Pepe was included in Pescara's pre-season camp. However he was excluded from the club plan and sold to Serie B club Avellino on 1 September.

===Avellino===
On 1 September 2008 Pepe was signed by Avellino. Avellino was relegated in 2008 and but re-admitted to 2008–09 Serie B. In his first season in the second division, Pepe was a regular member of the starting eleven (21 starts), scoring 3 goals. However the Campania club relegated again in 2009 and expelled from the professional due to the financial test by FIGC. Pepe also became a free agent.

===Salernitana===
In July 2009 he was signed by another Serie B team Salernitana. He only made 16 starts in the first season with only 1 goal. Salernitana relegated after the season. In 2010–11 Lega Pro Prima Divisione, he only played 5 games until December 2010. It was reported that the club formed a swap deal with Triestina, but the deadline day deal collapsed and Nicola Princivalli remained in Trieste. Since December Pepe did not play any game for the Campania club. Salernitana lost the final of promotion playoff and folded after failing to acquire a license from FIGC.

===Siracusa===
In July 2011 he joined another third division club Siracusa. He secured a place in starting line-up since 30 October (round 10). He mainly played as a winger/wing forward in 4–2–3–1/4–3–3 formation or as a midfielder in 4–4–2 formation (when Marco Mancosu was rested) Before the winter break, Siracusa was the first in Group B.

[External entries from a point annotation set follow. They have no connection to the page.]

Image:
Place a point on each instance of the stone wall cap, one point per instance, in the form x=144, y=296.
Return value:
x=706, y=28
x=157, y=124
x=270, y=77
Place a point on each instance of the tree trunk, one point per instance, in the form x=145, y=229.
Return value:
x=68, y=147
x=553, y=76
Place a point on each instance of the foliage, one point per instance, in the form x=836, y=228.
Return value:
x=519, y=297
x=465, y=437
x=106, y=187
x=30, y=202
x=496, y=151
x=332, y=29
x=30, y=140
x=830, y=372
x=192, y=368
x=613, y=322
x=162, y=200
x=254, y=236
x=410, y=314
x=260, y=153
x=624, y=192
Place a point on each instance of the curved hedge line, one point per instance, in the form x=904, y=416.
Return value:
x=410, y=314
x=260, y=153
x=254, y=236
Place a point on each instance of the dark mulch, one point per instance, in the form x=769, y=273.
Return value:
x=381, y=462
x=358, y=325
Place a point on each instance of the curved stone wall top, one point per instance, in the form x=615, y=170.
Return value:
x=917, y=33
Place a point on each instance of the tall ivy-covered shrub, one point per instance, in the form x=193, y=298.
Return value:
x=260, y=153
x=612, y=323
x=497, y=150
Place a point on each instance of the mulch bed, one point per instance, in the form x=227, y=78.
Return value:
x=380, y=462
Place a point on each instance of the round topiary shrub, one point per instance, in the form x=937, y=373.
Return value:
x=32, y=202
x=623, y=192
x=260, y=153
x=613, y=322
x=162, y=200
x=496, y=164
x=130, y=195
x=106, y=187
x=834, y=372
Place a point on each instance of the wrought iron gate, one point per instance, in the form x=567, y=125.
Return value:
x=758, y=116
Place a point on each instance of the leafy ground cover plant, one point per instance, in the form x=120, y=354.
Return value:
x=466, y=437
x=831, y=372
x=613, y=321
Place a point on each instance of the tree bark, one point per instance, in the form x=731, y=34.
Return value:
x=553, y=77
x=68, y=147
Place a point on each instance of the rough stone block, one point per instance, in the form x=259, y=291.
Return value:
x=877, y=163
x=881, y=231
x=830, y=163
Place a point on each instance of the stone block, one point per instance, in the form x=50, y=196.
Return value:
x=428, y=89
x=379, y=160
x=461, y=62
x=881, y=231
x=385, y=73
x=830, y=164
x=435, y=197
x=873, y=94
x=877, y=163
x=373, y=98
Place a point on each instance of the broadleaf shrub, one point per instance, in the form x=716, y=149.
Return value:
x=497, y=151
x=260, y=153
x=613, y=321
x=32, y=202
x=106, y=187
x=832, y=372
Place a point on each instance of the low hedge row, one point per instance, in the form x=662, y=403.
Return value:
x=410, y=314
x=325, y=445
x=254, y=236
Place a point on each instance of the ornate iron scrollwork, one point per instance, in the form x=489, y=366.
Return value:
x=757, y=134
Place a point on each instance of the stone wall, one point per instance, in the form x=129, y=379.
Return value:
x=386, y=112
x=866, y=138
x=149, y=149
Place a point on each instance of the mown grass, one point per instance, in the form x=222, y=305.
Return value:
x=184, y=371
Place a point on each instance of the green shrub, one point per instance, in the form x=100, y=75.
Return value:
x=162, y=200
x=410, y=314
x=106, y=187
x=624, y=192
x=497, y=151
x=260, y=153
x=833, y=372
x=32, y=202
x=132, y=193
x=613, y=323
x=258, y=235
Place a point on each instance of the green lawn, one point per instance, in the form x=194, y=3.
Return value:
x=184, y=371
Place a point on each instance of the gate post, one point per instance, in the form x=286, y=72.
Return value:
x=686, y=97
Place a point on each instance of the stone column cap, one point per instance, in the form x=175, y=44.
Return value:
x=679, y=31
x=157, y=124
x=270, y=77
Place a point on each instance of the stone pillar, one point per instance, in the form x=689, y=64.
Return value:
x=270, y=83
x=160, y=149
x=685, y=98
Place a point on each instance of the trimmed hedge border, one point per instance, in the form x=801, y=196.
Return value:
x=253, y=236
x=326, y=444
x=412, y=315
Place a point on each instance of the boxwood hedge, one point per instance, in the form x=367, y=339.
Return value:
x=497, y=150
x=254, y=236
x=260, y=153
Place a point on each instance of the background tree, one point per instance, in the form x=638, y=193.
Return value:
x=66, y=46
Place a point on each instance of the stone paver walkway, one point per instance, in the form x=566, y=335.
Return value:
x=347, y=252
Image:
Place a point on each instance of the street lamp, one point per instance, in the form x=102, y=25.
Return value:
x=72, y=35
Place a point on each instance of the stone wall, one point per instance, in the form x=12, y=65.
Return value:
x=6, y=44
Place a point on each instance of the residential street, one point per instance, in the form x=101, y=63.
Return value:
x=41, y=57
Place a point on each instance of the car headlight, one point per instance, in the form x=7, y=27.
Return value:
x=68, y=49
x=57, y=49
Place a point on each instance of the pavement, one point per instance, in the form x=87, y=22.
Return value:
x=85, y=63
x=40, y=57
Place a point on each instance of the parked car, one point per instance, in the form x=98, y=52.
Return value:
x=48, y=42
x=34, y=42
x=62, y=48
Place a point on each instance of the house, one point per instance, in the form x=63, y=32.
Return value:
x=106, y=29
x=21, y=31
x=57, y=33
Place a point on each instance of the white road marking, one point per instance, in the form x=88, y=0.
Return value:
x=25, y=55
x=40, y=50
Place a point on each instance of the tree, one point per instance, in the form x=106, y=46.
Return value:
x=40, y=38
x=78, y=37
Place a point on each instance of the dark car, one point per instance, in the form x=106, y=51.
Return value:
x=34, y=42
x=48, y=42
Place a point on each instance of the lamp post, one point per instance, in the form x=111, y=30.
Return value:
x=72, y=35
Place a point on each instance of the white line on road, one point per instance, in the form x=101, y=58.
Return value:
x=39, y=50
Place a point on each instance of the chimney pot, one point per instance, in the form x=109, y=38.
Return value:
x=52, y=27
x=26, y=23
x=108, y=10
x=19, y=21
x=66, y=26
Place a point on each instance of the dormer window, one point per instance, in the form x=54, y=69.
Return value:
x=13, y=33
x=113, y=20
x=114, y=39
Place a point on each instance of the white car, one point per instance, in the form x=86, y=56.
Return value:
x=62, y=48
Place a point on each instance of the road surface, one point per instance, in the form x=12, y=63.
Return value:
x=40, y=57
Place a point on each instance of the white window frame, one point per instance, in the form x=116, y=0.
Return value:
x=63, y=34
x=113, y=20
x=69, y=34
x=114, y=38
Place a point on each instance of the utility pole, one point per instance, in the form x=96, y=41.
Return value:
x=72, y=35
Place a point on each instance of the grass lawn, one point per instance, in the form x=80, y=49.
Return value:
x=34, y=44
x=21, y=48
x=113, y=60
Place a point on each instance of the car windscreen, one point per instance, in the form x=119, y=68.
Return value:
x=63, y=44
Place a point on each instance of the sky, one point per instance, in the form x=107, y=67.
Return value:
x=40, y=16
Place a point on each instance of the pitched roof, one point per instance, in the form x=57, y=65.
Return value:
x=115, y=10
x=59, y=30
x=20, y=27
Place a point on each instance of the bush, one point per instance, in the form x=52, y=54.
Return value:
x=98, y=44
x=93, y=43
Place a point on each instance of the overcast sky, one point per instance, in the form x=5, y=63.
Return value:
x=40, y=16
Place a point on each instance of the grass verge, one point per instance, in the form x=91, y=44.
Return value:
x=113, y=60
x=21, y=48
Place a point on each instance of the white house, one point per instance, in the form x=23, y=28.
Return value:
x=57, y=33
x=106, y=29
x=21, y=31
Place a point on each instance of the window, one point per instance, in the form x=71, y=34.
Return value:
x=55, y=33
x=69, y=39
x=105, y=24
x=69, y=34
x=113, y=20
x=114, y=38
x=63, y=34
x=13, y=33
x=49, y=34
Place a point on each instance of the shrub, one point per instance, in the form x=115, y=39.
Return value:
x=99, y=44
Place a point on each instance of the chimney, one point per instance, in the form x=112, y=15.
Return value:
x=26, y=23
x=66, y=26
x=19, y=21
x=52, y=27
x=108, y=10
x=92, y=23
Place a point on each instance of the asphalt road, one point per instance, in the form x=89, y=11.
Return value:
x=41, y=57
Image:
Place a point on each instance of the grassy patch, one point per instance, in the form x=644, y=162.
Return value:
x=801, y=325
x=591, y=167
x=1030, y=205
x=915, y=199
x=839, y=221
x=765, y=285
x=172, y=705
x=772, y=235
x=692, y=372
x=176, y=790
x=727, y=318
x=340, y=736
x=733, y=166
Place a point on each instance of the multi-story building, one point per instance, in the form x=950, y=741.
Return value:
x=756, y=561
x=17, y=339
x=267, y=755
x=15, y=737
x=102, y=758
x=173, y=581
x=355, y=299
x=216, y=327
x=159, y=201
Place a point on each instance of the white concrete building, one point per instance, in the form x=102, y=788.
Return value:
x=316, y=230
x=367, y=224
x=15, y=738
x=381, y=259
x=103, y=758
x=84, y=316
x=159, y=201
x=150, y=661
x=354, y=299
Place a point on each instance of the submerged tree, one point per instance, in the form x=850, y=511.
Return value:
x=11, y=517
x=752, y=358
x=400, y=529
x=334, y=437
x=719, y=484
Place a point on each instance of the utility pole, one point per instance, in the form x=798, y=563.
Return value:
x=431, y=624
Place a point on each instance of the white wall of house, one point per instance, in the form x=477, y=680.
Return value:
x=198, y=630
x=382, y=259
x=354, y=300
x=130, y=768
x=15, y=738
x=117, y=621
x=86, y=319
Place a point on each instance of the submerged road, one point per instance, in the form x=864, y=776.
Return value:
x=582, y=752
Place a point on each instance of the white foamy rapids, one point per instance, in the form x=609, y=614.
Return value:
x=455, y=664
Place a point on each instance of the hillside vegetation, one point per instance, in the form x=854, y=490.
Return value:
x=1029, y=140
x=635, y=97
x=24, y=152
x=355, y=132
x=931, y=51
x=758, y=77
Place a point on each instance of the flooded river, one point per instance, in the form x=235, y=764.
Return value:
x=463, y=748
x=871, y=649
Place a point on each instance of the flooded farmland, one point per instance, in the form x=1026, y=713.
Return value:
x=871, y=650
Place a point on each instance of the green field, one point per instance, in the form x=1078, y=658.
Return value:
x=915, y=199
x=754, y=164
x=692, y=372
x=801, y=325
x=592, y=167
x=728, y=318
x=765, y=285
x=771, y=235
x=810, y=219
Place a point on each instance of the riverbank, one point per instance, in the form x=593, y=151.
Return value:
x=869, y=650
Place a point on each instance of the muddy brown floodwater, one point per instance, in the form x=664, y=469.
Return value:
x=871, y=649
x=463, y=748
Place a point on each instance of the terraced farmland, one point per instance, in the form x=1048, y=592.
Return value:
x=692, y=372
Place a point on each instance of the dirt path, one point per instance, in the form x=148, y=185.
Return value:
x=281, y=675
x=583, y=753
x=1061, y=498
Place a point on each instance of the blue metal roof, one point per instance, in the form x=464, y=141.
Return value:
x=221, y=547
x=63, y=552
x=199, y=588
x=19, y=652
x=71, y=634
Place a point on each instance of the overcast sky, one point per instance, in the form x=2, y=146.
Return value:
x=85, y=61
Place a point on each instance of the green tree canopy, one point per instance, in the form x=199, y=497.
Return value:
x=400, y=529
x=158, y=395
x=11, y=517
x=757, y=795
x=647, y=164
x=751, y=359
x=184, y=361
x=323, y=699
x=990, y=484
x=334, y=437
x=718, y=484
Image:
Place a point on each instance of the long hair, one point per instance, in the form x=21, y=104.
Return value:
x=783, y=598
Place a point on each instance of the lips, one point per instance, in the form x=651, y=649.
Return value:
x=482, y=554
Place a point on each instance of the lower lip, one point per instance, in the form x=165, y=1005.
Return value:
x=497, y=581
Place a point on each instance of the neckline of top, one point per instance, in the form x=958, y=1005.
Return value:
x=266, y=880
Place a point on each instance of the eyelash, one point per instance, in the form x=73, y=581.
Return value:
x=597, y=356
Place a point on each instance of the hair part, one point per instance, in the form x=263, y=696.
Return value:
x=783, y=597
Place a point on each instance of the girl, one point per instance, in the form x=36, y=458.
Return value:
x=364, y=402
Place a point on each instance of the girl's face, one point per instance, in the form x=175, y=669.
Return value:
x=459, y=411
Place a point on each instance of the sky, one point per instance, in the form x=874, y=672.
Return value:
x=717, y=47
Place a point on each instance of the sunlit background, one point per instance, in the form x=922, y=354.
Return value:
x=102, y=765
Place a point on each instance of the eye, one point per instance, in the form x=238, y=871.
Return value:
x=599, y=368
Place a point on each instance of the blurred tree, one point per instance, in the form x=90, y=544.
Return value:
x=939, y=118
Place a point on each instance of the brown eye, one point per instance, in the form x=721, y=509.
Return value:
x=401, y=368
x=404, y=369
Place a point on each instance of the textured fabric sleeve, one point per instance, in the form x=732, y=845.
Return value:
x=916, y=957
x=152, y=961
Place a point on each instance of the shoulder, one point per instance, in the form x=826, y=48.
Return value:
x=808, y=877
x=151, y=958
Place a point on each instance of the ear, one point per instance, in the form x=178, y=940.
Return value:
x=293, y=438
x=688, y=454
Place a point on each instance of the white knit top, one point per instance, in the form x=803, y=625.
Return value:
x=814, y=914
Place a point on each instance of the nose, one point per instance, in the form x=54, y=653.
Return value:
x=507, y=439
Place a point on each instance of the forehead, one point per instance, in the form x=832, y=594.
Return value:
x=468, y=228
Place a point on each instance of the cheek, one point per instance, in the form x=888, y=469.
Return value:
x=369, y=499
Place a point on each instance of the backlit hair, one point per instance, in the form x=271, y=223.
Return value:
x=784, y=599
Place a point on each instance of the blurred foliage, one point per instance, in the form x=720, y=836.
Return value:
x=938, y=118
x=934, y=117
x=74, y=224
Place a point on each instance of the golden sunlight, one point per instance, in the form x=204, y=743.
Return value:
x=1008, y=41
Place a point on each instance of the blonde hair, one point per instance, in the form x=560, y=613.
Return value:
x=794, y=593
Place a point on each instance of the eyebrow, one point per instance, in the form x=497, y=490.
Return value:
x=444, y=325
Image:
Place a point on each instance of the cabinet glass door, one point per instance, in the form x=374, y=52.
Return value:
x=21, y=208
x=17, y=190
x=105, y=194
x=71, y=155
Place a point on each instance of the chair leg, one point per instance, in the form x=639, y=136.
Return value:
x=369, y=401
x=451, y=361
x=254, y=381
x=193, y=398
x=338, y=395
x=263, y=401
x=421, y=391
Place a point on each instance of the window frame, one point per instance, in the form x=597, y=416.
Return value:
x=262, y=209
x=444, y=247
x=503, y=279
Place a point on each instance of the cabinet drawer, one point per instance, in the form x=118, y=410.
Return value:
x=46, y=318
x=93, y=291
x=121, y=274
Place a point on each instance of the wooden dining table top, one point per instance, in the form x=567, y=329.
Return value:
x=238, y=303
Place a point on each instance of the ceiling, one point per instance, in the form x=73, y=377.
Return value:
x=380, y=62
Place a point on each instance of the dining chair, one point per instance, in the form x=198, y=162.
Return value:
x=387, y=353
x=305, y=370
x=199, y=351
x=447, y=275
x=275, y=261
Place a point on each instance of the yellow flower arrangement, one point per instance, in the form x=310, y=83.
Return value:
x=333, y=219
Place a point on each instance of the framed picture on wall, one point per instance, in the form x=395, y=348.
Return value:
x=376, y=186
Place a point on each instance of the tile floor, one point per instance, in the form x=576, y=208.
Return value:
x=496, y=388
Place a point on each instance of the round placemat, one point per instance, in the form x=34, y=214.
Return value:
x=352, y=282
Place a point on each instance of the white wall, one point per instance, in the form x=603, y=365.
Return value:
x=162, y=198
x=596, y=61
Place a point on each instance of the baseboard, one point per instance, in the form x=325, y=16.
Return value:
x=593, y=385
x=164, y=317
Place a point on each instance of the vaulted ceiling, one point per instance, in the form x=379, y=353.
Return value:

Pepe also played in the first round of 2011–12 Coppa Italia. However Pepe in fact ineligible after sent off in his previous cup match for Salernitana. But no punish was given due to no one discover his ineligibility before the deadline of compliant.

===Lanciano===
After Siracusa was expelled from 2012–13 Lega Pro Prima Divisione, Pepe was signed by Serie B newcomer Lanciano in 2-year contract as a free agent. In January 2013 he was signed by Nocerina. In August 2013 Pepe was sold to Pro Vercelli, with Umberto Germano moved to Lanciano in temporary deal.

===Lega Pro clubs===
On 24 August 2013 Pepe was signed by Pro Vercelli. The club won promotion to 2014–15 Serie B.

In 2014 Pepe was signed by Messina.

In January 2015 Pepe was released. He joined another Lega Pro club Martina.

===Serie D club===
In November 2015 Pepe was signed by Abano.

===Potenza===
On 23 August 2016, he signed with Potenza.

===Avellino return===
On 24 January 2019 he joined Avellino in Serie D.

===Palazzolo===
In September 2019 Pepe was signed by Eccellenza club Palazzolo.

==International career==
Pepe capped for Italy under-16 team in June 2003. He failed to win a cap from the main team but capped for its feeder team Serie C representative teams. He played for Serie C U-19 in a training match and U-20 team in 2006–07 Mirop Cup against Slovakia and Hungary. He also represented "U-20 C" against Italy U-21 B in December 2007. Pepe played in 2007–09 International Challenge Trophy. (He missed the third match as not eligible) Pepe also won the annual U-21 Serie C1 tournament with Serie C1 Group A representatives in January 2007 and January 2008.